The family moved to Australia when Pratt’s father took a leave from MGM to work on the 1931 film “Showgirl’s Luck,” then returned to Southern California.
He graduated from Santa Monica High School and followed his father to MGM in 1939. Pratt attended Santa Monica College, but enlisted in the Army Air Forces in 1942.
During World War II, his B-24 bomber was shot down over Austria with Pratt and the other crew members parachuting to land. Pratt was held prisoner for nearly two years before escaping from a German camp in 1945.
After the war, Pratt returned to MGM and worked his way up the ranks. Then came television and his role with what he called “the audience reaction machine.”
In an interview with the Archive of American Television, Pratt called Douglass “a wonderful man” and said he never regretted working with him.
Douglass’ machine ultimately featured hundreds of human sounds that could be used by a sound operator. Pratt said Douglass’ business took off in part because producers who were doing filmed shows without audiences saw the advantage of having a laugh track. Douglass died in 2003.

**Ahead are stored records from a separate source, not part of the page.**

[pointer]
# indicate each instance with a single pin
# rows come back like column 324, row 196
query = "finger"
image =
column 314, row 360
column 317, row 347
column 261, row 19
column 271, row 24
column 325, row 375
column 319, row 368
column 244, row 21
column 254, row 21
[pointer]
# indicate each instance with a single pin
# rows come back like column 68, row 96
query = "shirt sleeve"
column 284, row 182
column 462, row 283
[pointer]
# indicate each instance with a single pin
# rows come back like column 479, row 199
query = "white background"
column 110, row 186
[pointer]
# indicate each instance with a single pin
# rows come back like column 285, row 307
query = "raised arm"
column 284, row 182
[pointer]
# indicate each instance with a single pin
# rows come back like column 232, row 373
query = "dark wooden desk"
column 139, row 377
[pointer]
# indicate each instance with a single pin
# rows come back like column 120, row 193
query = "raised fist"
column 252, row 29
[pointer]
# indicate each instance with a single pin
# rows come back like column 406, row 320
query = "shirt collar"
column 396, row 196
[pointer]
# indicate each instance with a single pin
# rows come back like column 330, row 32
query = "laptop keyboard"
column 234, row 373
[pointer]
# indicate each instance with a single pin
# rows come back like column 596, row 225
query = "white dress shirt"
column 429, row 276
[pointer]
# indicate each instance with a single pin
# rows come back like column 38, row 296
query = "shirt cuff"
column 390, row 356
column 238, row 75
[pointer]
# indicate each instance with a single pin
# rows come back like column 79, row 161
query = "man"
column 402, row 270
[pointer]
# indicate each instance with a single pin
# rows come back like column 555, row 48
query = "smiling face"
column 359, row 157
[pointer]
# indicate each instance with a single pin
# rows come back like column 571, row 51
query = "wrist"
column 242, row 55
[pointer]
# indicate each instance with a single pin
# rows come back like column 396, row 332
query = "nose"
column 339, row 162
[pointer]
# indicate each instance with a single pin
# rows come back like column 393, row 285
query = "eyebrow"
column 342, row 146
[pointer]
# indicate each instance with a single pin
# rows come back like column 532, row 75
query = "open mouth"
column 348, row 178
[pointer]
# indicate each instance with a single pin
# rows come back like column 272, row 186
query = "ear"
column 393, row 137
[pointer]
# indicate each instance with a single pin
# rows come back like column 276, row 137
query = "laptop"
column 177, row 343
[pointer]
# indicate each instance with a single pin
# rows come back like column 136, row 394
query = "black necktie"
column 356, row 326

The machine Pratt and his brother used when they started their own company had “endless cassettes that loop around in a regular mounting, the same as a household audiocassette player,” he said in “Creating Television.” They built a library of sounds taping a variety of shows in different locations.
One tape contained shorter laughs and “there are about 30 to 35 different chuckles before we get around to the start again. We mix them to avoid the feeling of repetition. Hopefully you’ll never hear the same laugh in a show twice.”
Pratt said he learned his craft “by being the audience to the shows I was ‘laughing,’ ” he told the Globe and Mail newspaper in 1996. “Ninety-five percent of the time you know when the joke is going to hit. There’s no brilliance to it, just habit, repetition.”
Karen Herman, director of the Archive of American Television, said Pratt “watched the pulse of America in comedy, going from the 1950s to the ‘90s.”
And what about when producers and writers wanted bigger and more canned laughs?
“The major complaint was we were laughing at things that weren’t funny,” he told the Associated Press in 1996. “Then we got letters saying we don’t need some guy pushing a button to tell us when to laugh.”
Greene said Pratt “knew how to handle producers, directors and writers who tried to overuse [the laugh track]. He was a master politician at dealing with people.”
Pratt shared six prime-time Emmy Awards for sound mixing, including for “The Grammy Awards” in 1989, “The Tonight Show Starring Johnny Carson” in 1987 and “Motown Returns to the Apollo” in 1985.
In addition to his son, Pratt is survived by his wife, Carole; a daughter, Micky Krugman; four grandchildren; and four great-grandchildren. Two other marriages ended in divorce. John Pratt died earlier this year.
Services will be held at 7:30 p.m. Thursday at the Academy of Television Arts & Sciences’ Leonard H. Goldenson Theatre and at 5 p.m. Saturday at the Apple Hall at the Mendocino County Fairgrounds in Boonville, Calif. Pratt had retired in nearby Philo, Calif.